Similar to the issue of permanence, but more from a legal angle. If someone signs up to comment on your site, they usually tick a box setting out the clear legal T&Cs of participation. If you are hosting your live blog content with a third party tool, the chances are that your users, and you, signed up to someone else’s T&Cs. Those can change - you only have to look at what Twitpic have done with image rights. If one of the third party live blogging services retrospectively changed their T&Cs to claim ownership of the content, or the ability to resell it, where does that leave you contractually with the staff who wrote it, or the users who contributed to it?


This is actually the most important one for me. Keeping tools in-house means keeping control of your workflow in-house. When we built our commenting platform for the Guardian to bring it in-house, whilst we simply replicated the front-end user experience of the previous system, the majority of the IA and design thinking went into the moderation system back-end. By optimising that around our other processes and systems, we made it easier for our moderators to do their jobs. If you are using a third-party to publish, it also means you are relying on them to provide you with a workflow.

Competitive advantage

The idea that news organisations could come up with an agreed set of requirements and build a common live blogging platform is an attractive one, especially if you could go on to sell it. But, the reason we don’t take that more webby approach is because our digital publishing systems give us competitive advantage. If one of us has a feature that the other doesn’t, or can publish slightly faster, or be quicker for the pages to download, that all adds up to a better end user experience. In an era where turning to an alternative news source is only a click away, you want to seize any opportunity to be distinctively better that you can get. Even if it takes time and costs money to build.

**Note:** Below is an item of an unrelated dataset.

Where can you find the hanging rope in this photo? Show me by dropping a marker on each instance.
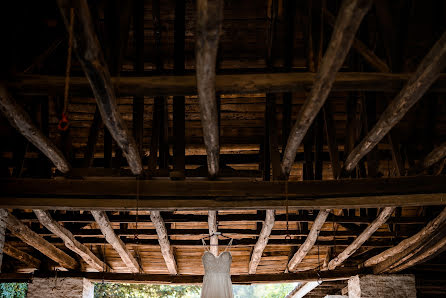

These are all valid reasons, however, they dig you deeper and deeper into maintaining a custom content management system. If your rivals can use off-the-shelf/cloud solutions then they will be faster to market and have lower maintenance and operating costs.

But most publishers are stuck with a home grown system which they have to adapt and continue supporting anyway. It's another example of "you can't get there from here" that older media companies face.

It's something we've been mulling over in our newsroom, we rely on CoverItLive and while it's great you do wonder why we don't have our own live blogging system - especially as more and more coverage is warranting a live blog and we know readers like them judging by the stats.

I think your points about archives and the control over the content are key - archives are a rich and vital part of media organisations and to potentially lose all of our live blogs overnight is a scary thought. And if the T&Cs change as you say you could find yourself in a lot of legal bother.

But, services like CoverItLive are so good that perhaps that's why a lot of media organisations have been slow to build their own? After all, if it ain't broke, don't fix it?

Publishers like their own content management systems for the same reasons they like having their own web sites -- they think of it like owning a printing press or a local television station. These are ideas that are based on legacy business models. They probably are not going to work in the digital realm in the long run.

These are all valid reasons to stay in-house, from experience I'd say the rights issue is likely to be the most troublesome. Legal considerations give large publishers far bigger headaches (and costs) than more practical matters.